But often he laid off for long stretches at a time and travelled about with a wild gang of young men and women, attending dances, drinking, gambling.
Nothing seemed to hurt him, he was so strong.
At most of the drinking bouts, where the object was to see who could take down the most beer, Landon would win by drinking all he could hold, then stepping outside on another pretext ... where he would push his finger down his throat and spout out all he had drunk. Then he would go back and drink more.
Sunday afternoons were the big gambling and card-playing times in our semi-rural neighbourhood.
The “boys” spent the day till dusk in the woods back of Babson’s Hill. They drank and played cards. Landon taught me every card game there was.

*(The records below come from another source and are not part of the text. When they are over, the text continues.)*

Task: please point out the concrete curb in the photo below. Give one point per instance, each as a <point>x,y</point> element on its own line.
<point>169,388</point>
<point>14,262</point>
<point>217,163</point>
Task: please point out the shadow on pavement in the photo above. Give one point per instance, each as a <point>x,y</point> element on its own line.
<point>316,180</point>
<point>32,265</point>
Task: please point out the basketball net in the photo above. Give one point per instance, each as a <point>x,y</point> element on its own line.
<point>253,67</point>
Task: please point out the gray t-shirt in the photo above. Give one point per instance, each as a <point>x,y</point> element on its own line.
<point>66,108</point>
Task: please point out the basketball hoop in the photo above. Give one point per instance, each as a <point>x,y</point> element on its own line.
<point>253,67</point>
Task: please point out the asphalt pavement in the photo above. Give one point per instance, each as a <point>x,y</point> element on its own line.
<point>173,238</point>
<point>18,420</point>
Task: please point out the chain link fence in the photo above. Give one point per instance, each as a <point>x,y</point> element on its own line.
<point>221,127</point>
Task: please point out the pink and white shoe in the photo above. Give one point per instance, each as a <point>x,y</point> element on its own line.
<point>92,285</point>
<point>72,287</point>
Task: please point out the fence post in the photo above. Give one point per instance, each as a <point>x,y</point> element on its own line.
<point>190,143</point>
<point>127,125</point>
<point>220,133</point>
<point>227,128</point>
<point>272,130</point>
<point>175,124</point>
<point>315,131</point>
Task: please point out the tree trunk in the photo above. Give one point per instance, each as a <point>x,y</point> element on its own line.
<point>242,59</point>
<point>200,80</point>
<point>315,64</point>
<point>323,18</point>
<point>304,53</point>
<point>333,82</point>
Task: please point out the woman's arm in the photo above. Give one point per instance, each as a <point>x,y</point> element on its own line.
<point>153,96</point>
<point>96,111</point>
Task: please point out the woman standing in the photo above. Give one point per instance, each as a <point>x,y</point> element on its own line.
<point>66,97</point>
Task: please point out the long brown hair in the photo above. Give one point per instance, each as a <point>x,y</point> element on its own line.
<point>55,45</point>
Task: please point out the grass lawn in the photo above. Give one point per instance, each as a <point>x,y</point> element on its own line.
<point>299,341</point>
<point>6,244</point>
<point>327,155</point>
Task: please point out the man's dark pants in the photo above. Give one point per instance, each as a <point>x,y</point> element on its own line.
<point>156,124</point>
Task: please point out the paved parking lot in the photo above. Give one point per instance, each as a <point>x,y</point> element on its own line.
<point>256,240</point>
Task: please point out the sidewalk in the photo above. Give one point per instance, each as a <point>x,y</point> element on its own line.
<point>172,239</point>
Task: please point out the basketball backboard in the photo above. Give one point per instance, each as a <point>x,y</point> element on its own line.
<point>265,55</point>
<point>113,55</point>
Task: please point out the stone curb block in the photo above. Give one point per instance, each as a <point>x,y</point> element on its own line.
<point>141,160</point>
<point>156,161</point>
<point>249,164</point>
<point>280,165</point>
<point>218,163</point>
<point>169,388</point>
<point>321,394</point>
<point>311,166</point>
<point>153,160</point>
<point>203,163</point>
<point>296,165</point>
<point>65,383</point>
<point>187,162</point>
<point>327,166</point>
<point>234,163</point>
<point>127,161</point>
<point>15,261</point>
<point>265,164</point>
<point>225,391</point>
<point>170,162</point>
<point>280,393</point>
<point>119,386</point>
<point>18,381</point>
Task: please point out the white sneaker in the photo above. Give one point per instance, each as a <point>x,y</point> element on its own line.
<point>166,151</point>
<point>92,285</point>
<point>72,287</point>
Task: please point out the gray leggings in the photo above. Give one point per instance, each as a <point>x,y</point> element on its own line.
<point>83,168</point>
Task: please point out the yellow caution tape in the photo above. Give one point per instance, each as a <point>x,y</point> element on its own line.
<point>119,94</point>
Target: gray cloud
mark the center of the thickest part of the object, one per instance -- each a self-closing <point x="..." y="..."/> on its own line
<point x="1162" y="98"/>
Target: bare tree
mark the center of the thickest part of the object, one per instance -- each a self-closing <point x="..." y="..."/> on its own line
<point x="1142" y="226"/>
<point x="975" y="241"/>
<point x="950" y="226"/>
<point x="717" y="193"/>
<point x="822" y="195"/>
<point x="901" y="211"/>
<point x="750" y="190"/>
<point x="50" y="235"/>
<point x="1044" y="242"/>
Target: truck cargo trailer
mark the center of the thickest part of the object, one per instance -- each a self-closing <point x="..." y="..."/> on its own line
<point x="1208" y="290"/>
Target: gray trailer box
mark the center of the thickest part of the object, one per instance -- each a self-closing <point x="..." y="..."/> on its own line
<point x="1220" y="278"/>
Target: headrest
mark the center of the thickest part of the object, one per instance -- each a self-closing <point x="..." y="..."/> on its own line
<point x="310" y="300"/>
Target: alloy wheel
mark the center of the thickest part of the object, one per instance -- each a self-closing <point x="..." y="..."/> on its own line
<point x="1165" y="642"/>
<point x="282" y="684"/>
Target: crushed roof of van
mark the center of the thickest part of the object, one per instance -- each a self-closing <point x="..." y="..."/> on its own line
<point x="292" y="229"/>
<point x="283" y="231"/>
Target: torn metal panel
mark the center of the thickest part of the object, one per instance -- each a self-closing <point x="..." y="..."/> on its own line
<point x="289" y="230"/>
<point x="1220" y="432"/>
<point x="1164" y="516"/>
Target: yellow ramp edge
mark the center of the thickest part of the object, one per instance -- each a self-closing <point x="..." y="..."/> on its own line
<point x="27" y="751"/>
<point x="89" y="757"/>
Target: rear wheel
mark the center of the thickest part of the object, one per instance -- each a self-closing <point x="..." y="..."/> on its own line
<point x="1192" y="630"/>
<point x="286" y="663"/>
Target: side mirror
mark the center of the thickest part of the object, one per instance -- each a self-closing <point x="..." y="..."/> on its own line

He could play the mouth-organ famously, too ... and the guitar and banjo. And he had a good strong voice with a rollick in it. And he was also a great mimic ... one of his stunts he called “the barnyard,” in which he imitated with astonishing likeness the sounds every farm-animal or bird makes ... and by drumming on his guitar as he played, and by the energetic use of his mouth-organ at the same time, he could also make you think a circus band was swinging up the street, with clowns and camels and elephants.
* * * * *
His great fault was that he must have someone to bully and domineer. And he began picking on me, trying to force me to model my life on his pattern of what he thought it should be.

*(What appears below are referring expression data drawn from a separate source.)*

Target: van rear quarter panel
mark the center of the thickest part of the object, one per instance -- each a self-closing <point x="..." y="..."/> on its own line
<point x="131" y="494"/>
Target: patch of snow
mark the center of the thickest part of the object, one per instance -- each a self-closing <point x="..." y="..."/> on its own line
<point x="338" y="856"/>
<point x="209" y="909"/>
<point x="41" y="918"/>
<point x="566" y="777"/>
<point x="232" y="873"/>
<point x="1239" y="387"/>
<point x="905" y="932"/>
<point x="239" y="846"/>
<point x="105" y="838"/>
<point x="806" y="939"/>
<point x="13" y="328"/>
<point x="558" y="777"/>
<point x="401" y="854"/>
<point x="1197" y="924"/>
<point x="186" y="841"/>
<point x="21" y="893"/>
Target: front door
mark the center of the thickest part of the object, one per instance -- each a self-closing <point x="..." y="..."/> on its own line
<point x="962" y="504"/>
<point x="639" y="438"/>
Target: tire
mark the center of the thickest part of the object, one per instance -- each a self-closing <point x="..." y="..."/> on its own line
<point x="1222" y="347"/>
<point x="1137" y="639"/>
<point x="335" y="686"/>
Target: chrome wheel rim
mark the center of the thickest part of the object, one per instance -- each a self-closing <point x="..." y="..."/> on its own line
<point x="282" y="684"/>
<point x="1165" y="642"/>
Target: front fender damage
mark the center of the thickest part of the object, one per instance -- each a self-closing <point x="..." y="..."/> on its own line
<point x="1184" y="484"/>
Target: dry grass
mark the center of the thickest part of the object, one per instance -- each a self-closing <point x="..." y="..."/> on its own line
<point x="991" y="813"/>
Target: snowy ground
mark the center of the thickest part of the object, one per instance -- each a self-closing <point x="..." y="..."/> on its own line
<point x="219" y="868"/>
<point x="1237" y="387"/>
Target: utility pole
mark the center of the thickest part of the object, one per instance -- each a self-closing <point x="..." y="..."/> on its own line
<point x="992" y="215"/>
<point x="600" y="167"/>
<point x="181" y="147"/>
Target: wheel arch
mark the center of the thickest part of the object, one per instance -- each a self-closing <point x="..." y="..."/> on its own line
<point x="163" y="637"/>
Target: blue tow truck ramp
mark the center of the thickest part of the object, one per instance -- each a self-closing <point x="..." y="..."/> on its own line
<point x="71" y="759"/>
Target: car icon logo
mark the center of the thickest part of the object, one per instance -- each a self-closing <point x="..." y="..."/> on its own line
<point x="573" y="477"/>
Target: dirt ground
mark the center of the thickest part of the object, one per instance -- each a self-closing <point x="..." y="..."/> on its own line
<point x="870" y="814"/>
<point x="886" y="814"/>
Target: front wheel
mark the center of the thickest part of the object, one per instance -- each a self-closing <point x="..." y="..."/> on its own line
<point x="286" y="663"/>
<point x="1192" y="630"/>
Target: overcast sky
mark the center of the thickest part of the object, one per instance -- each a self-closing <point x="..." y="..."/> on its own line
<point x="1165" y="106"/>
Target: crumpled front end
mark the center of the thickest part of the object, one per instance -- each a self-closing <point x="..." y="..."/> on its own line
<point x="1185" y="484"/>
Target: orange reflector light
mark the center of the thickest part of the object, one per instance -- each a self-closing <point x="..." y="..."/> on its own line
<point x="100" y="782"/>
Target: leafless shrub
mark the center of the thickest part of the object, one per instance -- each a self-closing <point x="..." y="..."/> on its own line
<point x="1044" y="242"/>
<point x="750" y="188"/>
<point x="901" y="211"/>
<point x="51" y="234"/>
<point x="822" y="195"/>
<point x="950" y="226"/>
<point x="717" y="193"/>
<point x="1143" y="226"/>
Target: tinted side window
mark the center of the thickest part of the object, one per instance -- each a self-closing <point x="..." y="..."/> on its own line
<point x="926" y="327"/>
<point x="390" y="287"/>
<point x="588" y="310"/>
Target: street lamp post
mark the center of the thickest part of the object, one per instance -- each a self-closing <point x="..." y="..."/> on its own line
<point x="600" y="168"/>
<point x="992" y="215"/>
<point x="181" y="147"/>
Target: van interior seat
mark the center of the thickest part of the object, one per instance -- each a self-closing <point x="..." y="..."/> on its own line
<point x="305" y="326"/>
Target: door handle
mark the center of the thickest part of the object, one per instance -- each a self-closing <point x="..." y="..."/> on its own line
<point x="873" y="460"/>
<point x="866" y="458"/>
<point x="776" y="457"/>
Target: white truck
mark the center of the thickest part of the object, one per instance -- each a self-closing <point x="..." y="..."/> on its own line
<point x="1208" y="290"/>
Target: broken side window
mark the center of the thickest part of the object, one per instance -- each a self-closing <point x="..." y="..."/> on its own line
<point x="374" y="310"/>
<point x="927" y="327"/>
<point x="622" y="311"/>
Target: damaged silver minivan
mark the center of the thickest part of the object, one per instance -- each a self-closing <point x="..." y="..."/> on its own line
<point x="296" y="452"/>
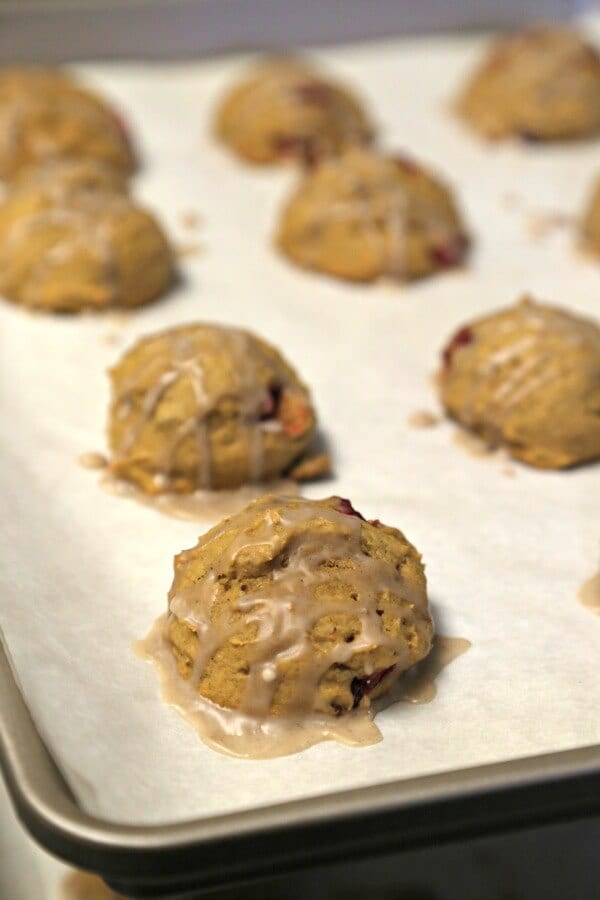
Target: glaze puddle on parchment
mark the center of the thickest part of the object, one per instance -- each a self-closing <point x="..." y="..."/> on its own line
<point x="199" y="506"/>
<point x="589" y="593"/>
<point x="236" y="734"/>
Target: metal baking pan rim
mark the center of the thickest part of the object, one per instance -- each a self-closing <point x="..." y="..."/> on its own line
<point x="402" y="813"/>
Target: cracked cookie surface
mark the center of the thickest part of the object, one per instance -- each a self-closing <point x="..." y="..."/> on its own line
<point x="527" y="378"/>
<point x="286" y="110"/>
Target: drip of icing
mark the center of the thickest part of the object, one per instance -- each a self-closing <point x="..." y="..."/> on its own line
<point x="85" y="228"/>
<point x="185" y="361"/>
<point x="523" y="374"/>
<point x="418" y="684"/>
<point x="284" y="612"/>
<point x="589" y="593"/>
<point x="377" y="192"/>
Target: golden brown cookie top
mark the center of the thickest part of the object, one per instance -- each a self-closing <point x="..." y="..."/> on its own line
<point x="315" y="605"/>
<point x="67" y="250"/>
<point x="44" y="114"/>
<point x="285" y="109"/>
<point x="528" y="377"/>
<point x="540" y="84"/>
<point x="64" y="176"/>
<point x="365" y="215"/>
<point x="204" y="406"/>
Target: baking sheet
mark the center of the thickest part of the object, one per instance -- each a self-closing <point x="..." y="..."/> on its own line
<point x="84" y="573"/>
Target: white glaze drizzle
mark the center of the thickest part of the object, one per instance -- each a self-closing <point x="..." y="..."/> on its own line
<point x="85" y="222"/>
<point x="284" y="611"/>
<point x="186" y="361"/>
<point x="281" y="82"/>
<point x="521" y="363"/>
<point x="371" y="190"/>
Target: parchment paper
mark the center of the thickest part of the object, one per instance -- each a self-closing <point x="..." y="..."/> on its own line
<point x="85" y="573"/>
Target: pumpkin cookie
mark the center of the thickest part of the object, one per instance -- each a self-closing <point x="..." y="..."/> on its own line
<point x="528" y="378"/>
<point x="205" y="406"/>
<point x="365" y="216"/>
<point x="44" y="114"/>
<point x="295" y="609"/>
<point x="64" y="250"/>
<point x="542" y="84"/>
<point x="286" y="110"/>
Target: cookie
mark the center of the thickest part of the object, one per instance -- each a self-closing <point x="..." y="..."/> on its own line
<point x="64" y="176"/>
<point x="44" y="114"/>
<point x="205" y="406"/>
<point x="80" y="250"/>
<point x="364" y="216"/>
<point x="542" y="84"/>
<point x="295" y="607"/>
<point x="286" y="110"/>
<point x="527" y="378"/>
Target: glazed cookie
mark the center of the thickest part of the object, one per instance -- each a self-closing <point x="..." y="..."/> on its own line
<point x="80" y="250"/>
<point x="205" y="406"/>
<point x="590" y="225"/>
<point x="528" y="378"/>
<point x="542" y="84"/>
<point x="364" y="216"/>
<point x="294" y="609"/>
<point x="63" y="176"/>
<point x="47" y="115"/>
<point x="287" y="110"/>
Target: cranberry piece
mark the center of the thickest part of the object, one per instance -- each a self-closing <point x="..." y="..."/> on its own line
<point x="270" y="404"/>
<point x="462" y="337"/>
<point x="449" y="253"/>
<point x="314" y="93"/>
<point x="360" y="687"/>
<point x="344" y="506"/>
<point x="302" y="146"/>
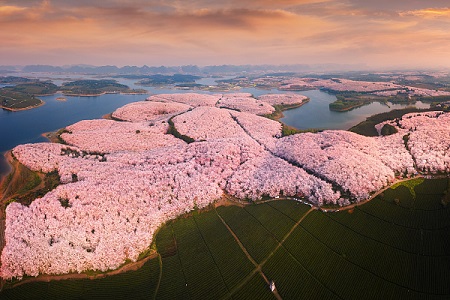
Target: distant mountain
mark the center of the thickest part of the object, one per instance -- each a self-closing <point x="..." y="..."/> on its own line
<point x="187" y="69"/>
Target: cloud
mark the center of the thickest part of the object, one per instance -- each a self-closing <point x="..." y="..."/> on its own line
<point x="212" y="32"/>
<point x="427" y="13"/>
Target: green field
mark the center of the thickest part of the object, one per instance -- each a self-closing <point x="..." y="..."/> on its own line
<point x="397" y="246"/>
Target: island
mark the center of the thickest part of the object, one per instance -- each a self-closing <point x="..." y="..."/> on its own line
<point x="188" y="180"/>
<point x="90" y="88"/>
<point x="25" y="95"/>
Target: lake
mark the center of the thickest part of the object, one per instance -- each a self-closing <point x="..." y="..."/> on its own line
<point x="27" y="126"/>
<point x="316" y="113"/>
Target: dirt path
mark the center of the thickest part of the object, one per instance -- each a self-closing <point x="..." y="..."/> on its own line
<point x="352" y="206"/>
<point x="258" y="267"/>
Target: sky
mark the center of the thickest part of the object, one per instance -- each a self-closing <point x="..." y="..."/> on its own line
<point x="379" y="34"/>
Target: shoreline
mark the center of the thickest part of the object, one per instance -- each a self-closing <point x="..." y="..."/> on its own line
<point x="6" y="156"/>
<point x="132" y="266"/>
<point x="25" y="108"/>
<point x="102" y="94"/>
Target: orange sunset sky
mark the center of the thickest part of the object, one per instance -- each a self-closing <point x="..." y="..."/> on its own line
<point x="382" y="33"/>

One day I saw him eating raw steak with vinegar. I told him it made me sick to see it.
“Well, you’ll have to eat some, too, for saying that.” And he chased me around and ’round the table and room till he caught me. He held me, while I kicked and protested. He compelled me, by forcing his finger and thumb painfully against my jaws, to open my mouth and eat. He struck me to make me swallow.
Everything I didn’t want to do he made me do ... he took to beating me on every pretext. When my grandmother protested, he said he was only educating me the way I should go ... that I had been let run wild too long without a mastering hand, and with only women in the house. He must make a man out of me....
My reading meant more to me than anything else. I was never so happy as when I was sitting humped up over a book, in some obscure corner of the house, where Uncle Landon, now grown the incarnate demon of my life, could not find me.
It was a trick of his, when he surprised me stooping over a book, to hit me a terrific thwack between the shoulder-blades, a blow that made my backbone tingle with pain.
“Set up straight! Do you want to be a hump-back when you grow big?”
His pursuit drove me from corner to corner, till I lost my mischievous boldness and began to act timid and fearful.
Whenever I failed to obey Granma, that was his opportunity. (Millie would cry triumphantly, “Now you have someone to make you be good!”) The veins on his handsome, curly forehead would swell with delight, as he caught me and whipped me ... till Granma would step in and make him stop ... but often he would over-rule her, and keep it up till his right arm was actually tired. And he would leave me to crawl off, sobbing dry sobs, incapable of more tears.